Berdel-7

138K 5K 353
                                    

  Kara gözlerden gözlerini alamazken iradesizliğine son vererek dudaklarını ayırdı karısından. Ona ilk gece dışında dokunmama kararı almıştı genç adam. Ama daha ilk günden bunu çiğnemeyi başarıyordu. Çatılı olan kaşları daha da çatıldı ve diliyle dudağını emdi. Bu kadına daha fazla yaklaşmayacaktı. Hem nefret ediyordu ki ondan! Birkaç adım uzaklaşarak işaret parmağını ona uzatarak sessizce sinirle konuştu.

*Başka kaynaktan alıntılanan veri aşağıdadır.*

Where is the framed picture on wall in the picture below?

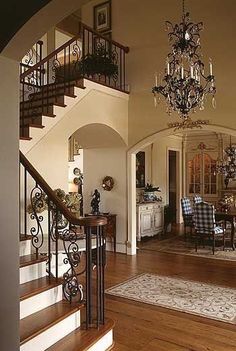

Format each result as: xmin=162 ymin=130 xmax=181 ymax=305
xmin=93 ymin=0 xmax=111 ymax=32
xmin=136 ymin=151 xmax=145 ymax=188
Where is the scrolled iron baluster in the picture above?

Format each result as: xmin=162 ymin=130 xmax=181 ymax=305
xmin=71 ymin=40 xmax=82 ymax=80
xmin=30 ymin=183 xmax=45 ymax=256
xmin=60 ymin=229 xmax=85 ymax=302
xmin=51 ymin=55 xmax=61 ymax=82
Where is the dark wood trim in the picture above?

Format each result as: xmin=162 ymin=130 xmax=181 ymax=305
xmin=20 ymin=276 xmax=62 ymax=301
xmin=20 ymin=254 xmax=48 ymax=268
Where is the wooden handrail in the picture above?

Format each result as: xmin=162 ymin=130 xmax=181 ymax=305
xmin=81 ymin=22 xmax=129 ymax=54
xmin=20 ymin=151 xmax=107 ymax=227
xmin=20 ymin=22 xmax=129 ymax=80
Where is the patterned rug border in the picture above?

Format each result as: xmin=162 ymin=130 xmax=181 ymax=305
xmin=105 ymin=273 xmax=236 ymax=325
xmin=139 ymin=247 xmax=236 ymax=263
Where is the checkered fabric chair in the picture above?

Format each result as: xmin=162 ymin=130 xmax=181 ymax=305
xmin=193 ymin=195 xmax=202 ymax=205
xmin=181 ymin=197 xmax=193 ymax=238
xmin=194 ymin=202 xmax=225 ymax=255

"Yanımda da ,yöremde de bulunmayasın. Senin sesini dahi duymak istemiyorum. " Nefesi sıklaştı sinirden. Elini geri çekip odada adımladı. Öpmeyecekti, dokunmayacaktı ona! Az önce karısına karşı sarf ettiği sözler de neydi! Kardeşi ve Miraç yüzünden düştüğü hale lanet etti. İradesizliğine lanet etti.  Saçlarını çekiştirirken sinirle bağırdı!

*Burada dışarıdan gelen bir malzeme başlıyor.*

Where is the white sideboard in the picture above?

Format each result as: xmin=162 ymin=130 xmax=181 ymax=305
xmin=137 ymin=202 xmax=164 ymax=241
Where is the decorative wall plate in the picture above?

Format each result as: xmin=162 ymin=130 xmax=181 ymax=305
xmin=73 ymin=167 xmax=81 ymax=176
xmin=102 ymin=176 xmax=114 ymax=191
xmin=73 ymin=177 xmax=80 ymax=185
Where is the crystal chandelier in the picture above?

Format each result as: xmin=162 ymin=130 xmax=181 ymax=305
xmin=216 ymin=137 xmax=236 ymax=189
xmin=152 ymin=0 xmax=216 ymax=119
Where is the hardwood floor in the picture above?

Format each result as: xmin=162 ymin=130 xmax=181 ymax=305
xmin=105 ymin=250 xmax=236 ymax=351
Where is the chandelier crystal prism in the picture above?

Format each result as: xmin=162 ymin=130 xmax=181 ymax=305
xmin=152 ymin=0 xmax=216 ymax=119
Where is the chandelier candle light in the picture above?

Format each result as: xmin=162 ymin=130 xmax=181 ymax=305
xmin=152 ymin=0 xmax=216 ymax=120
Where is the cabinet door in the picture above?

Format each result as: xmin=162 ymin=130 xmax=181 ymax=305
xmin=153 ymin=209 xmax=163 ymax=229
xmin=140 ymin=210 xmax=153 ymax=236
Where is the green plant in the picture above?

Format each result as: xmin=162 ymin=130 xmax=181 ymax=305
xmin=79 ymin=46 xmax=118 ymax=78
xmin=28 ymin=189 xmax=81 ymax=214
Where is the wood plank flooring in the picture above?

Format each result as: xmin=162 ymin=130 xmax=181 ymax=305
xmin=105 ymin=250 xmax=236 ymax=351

"Defol git! Gözüm görmesin seni!"

Yerinde sıçradı Berika. Bu tepkiyi beklemediği aşikardı. Boğazındaki yumru artarken dudağını dişledi ve başını yere eğdi. Bunu asla hak etmemişti! Böyle bir adamla evlenmeyi, hor görülmeyi, yaşadıklarını asla hak etmemişti.

Hızlı adımlarla odadan çıktı. Balkondaki sedire ilerledi ruhsuz bir şekilde. Kasıklarındaki ağrı yerini belli ederken gözünden bir damla yaş aktı. Madem böyle davranacaktı , niye dün gece iyi davranmıştı ona. Neden saçma düşüncelere yol açtırtmıstı genç kızda. Sinirlenemedi bile, kocası için sinirlenmeye de hakkı yoktu. Tıpkı evliliği seçmeye hakkı olmadığı gibi...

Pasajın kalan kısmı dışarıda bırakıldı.